# Creaking in the bottom bracket, or crank???



## joker1656 (Aug 2, 2010)

Dropped my Caad10 off today. Bummed. First chance to ride since warm weather hit this week. Rode a few miles and began to hear creaking that made me cringe. Tried a variety of things to pinpoint it, but could not. Stopped my ride. New bike, warranty, and it seemed to be getting louder. Did not want to destroy something. 

Took to LBS. Getting great service. By the time I left, they had determined that it was possibly the bearings. Had to leave it for them to continue their investigation. 

*Anyone else have a similar issue?* Less than 200 miles on the bike. It is a 3. Hopefully I will have it back tomorrow.


----------



## tihsepa (Nov 27, 2008)

Loose/dry rear skewer.
Dry seatpost.


----------



## CAADEL (Jul 23, 2011)

http://forums.roadbikereview.com/cannondale/bb30-clicking-217360.html
http://forums.roadbikereview.com/cannondale/bb30-adapter-loctite-epoxy-245829.html
http://forums.roadbikereview.com/cannondale/clicking-hollowgram-crank-136509.html


----------



## djg714 (Oct 24, 2005)

tihsepa said:


> Loose/dry rear skewer.
> Dry seatpost.



I agree. For me is mostly the front skewer and seatpost.


----------



## joker1656 (Aug 2, 2010)

The crank was bad. The LBS mechanic, great guy, said that after eliminating all other possibilities, he went back to the crank. Turned out that the aluminum was separating from the carbon fiber. New crank coming. Using a shorter crank, that they had, for now. Good service, just annoying to have to take it back again. Oh well, happy it will be fixed.


----------



## tihsepa (Nov 27, 2008)

Glad you got it sorted.

I forgot about good old FSA's crappy carbon cranks.


----------



## Unknown Arch (Aug 17, 2011)

tihsepa said:


> Glad you got it sorted.
> 
> I forgot about good old FSA's crappy carbon cranks.

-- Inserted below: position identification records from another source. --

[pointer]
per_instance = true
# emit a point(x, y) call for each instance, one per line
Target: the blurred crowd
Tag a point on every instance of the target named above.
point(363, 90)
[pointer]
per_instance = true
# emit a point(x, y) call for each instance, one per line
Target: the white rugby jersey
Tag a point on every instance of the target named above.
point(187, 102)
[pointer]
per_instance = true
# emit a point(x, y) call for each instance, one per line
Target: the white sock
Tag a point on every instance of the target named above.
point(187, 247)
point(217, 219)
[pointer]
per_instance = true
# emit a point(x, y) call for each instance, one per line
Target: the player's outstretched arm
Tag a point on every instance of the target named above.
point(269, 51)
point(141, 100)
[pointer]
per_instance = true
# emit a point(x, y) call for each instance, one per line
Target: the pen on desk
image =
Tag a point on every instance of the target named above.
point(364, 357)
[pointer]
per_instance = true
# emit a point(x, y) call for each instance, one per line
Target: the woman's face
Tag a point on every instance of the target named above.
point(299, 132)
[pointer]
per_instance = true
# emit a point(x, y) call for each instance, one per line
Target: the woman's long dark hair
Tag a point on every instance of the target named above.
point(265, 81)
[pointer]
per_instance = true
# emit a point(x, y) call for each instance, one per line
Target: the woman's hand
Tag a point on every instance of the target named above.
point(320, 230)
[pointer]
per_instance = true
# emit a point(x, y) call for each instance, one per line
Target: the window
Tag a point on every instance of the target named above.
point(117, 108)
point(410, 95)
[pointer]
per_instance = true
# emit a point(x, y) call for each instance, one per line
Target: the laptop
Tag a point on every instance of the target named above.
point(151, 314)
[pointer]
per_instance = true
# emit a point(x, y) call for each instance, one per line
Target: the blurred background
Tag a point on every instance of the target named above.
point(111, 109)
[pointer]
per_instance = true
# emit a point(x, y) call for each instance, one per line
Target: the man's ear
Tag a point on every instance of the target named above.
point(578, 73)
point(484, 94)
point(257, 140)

I think this is a YMMV situation. I weight 185 lbs and have had zero problems with the FSA SL-K Light crank on my bike.

I have, however, had the BB bearings replaced to resolve some bad creaking/vibration.


----------



## romad (Jan 13, 2009)

I had similar problem on 2010 Synapse 5 bottom bracket needed grease. It came from factory with just a little grease. It seems like I have same problem on 2011 Synapse 3 Carbon. Waiting for lbs to take a look.


----------



## Ruby13 (Aug 11, 2011)

I have a Synapse 6 and have been having FD shifting problems. Brought into my LBS and he noticed that the BB had worked it's way out a couple of milometers enough that the FD could not get onto the big ring.
He took it apart cleaned, re-greased and basically told me it was a heavy low end crank they put on. Crank arms say SRAM but no other markings other than crank length.
Well after re-installing it shifted much better and now I'm going to uprgrade the crank and BB. Just not sure with what.
Seems that this is a place Cannondale tends to save a few bucks when coming in at a price point.


----------



## romad (Jan 13, 2009)

On my Synapse 3 carbon I found the problem of ticking sound to be a loose nut on the chain rings attached to crank arm. It was not the bottom bracket.


----------



## steveo5200 (Oct 30, 2011)

*loose & dry skewers*

mine was loose & dry skewers on my supersix greased it up creak gone


----------